How to show a group is cyclic?
One question asking if $\mathbb{Z}^*_{21}$ is cyclic.
I know that the cyclic group must have a generator which can generate all of the elements within the group.
But does this kind of question requires me to exhaustively find out a generator? Or is there any more efficient method to quickly determine if a group is a cyclic group?
A finite group is cyclic if, and only if, it has precisely one subgroup of each divisor of its order. So if you find two subgroups of the same order, then the group is not cyclic, and that can help sometimes.
However, $Z^*_{21}$ is a rather small group, so you can easily check all elements for generators.
If an abelian group has elements of order $m$ and $n$, then it also has an element of order $lcm(m,n)$, so that is another potential way to cut down on the work you have to do.

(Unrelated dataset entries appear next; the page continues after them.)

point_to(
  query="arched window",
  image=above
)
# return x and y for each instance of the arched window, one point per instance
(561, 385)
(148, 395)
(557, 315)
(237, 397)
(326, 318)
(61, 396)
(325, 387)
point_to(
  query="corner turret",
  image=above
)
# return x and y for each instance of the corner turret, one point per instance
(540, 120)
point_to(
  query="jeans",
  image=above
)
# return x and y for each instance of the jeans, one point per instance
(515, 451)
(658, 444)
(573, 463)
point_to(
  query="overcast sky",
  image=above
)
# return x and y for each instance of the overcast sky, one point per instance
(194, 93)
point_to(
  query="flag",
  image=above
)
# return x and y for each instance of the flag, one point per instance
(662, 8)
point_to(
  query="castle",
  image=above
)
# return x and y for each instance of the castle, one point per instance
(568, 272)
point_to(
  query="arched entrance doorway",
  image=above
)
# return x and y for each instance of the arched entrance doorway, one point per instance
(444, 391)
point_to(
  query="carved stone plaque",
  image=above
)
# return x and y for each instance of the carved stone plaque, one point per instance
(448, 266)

So, for example, if you were to find an element of order $4$ and one of order $3$ in your group, you would know that there would have to be an element of order $12$, so it would be cyclic.

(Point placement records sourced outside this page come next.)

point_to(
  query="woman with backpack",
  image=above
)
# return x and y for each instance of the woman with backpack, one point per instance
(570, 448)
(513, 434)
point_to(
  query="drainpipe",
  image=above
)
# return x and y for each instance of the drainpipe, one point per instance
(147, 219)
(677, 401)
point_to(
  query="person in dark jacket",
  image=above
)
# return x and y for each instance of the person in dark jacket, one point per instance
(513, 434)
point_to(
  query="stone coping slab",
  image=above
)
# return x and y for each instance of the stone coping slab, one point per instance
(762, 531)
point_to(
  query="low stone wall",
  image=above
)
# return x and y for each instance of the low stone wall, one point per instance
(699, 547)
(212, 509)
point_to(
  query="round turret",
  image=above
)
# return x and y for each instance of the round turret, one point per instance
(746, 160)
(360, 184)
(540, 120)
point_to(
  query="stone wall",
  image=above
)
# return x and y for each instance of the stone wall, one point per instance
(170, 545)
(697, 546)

It turns out that there is an explicit characterization of $\mathbb{Z}_n^{\times}$ that depends on the factorization of $n$; in your case this becomes $\mathbb{Z}_{21}^{\times} \cong \mathbb{Z}_3^{\times} \times \mathbb{Z}_7^{\times}$, so once you know this theorem, showing whether this group is cyclic or not becomes pretty easy.
In practice, to show $(\mathbf Z/n\mathbf Z)^\times$ is not cyclic you can look for a "fake" square root of $1$, i.e., a solution to $a^2 \equiv 1 \bmod n$ with $a \not\equiv \pm 1 \bmod n$. Then there are at least two subgroups of order $2$, so this group is not cyclic.
I believe this is the same as what KCd said, but I will be more specific. $Z^*_{21}$ contains two subgroups of order 2, namely $<8>$ and $<13>$. However, for $Z^*_{21}$ to be cyclic, it must have only one subgroup of order 2. This fact comes from the fundamental theorem of cyclic groups:
Every subgroup of a cyclic group is cyclic. Moreover, if $|a| = n$, then the order of any subgroup of $<a>$ is a divisor of $n$; and, for each positive divisor $k$ of $n$, the group $<a>$ has exactly one subgroup of order k–namely, $<a ^{n/k}>$. http://www.cs.earlham.edu/~seth/class/math420/Portfolio.pdf
In the context of your question, we apply this theorem by supposing $Z^*_{21}$ is cyclic. Then let $a\in{Z^*_{21}}$ such that $<a>=Z^*_{21}$. Thus $|a|=12$. Since 2 divides 12, by the fundamental theorem of cyclic groups, $<a>$ has exactly one subgroup of order 2. However we know that $Z^*_{21}$ possesses two subgroups of order 2. So, $Z^*_{21}$ is not cyclic.